Packard Center investigator Edor Kabashi’s recent work into the C9orf72 gene is featured in a new study in the Annals of Neurology.
Since Packard scientists helped discover the C9orf72 repeat expansion in 2011, the most common genetic cause of familial ALS and frontotemporal dementia (FTD), researchers have been trying to figure out how this mutation led to ALS. In a new study published in the Annals of Neurology, Packard scientist Edor Kabashi and a team of French scientists have found at least one way through which the C9orf72 mutation causes disease.
In brain samples and lymphoblast cell lines obtained from several ALS/FTD patients carrying the C9orf72 repeat expansion, Kabashi and colleagues showed that levels of C9orf72 mRNA were significantly lower than control individuals.

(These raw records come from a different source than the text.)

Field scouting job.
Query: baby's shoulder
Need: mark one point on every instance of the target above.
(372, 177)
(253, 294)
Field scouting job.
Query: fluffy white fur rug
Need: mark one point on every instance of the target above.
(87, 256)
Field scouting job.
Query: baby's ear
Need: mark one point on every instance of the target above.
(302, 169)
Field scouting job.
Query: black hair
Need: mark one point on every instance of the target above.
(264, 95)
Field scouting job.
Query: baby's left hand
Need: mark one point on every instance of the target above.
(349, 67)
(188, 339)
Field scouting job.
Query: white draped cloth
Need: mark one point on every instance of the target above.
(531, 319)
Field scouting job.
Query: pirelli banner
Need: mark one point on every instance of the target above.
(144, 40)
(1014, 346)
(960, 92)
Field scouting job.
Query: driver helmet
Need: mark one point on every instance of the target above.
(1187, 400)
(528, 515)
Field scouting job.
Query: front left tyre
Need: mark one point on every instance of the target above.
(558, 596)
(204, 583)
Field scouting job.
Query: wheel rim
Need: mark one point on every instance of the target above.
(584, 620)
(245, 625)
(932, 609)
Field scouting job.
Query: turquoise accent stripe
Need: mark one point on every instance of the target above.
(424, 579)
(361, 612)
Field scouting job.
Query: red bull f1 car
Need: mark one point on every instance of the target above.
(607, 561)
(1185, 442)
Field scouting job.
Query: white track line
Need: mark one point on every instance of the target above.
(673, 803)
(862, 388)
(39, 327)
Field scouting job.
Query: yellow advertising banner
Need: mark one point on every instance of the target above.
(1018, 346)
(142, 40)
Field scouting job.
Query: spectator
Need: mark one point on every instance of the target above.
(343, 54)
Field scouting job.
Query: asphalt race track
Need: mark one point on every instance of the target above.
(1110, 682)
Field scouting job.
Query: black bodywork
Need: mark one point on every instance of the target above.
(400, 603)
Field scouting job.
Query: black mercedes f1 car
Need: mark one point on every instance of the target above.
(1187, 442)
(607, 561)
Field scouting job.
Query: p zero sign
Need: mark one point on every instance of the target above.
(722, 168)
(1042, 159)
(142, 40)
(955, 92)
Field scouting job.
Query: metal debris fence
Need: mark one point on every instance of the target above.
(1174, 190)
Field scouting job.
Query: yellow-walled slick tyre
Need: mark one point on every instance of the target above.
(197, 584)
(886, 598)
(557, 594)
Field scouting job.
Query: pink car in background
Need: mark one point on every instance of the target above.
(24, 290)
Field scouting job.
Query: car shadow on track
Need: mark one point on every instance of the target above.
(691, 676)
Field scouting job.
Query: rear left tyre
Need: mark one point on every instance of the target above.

Since all vertebrates, including zebrafish, carry a similar version (orthologue) of the C9orf72 gene, Kabashi and colleagues blocked C9orf72 mRNA translation in zebrafish embryos. This C9orf72 knockdown led to significant abnormalities in axonal projections of motor neurons, deficits in spontaneous swimming as well as in performing a tactile escape response in zebrafish larvae. The cellular and behavioral-related phenotypes were reversed when Kabashi and colleagues modified the zebrafish genome to overexpress the human C9orf72 gene. The researchers concluded that these results provide strong evidence that loss of normal C9orf72 function caused by the repeat expansion is a key factor in the development of ALS/FTD in these patients.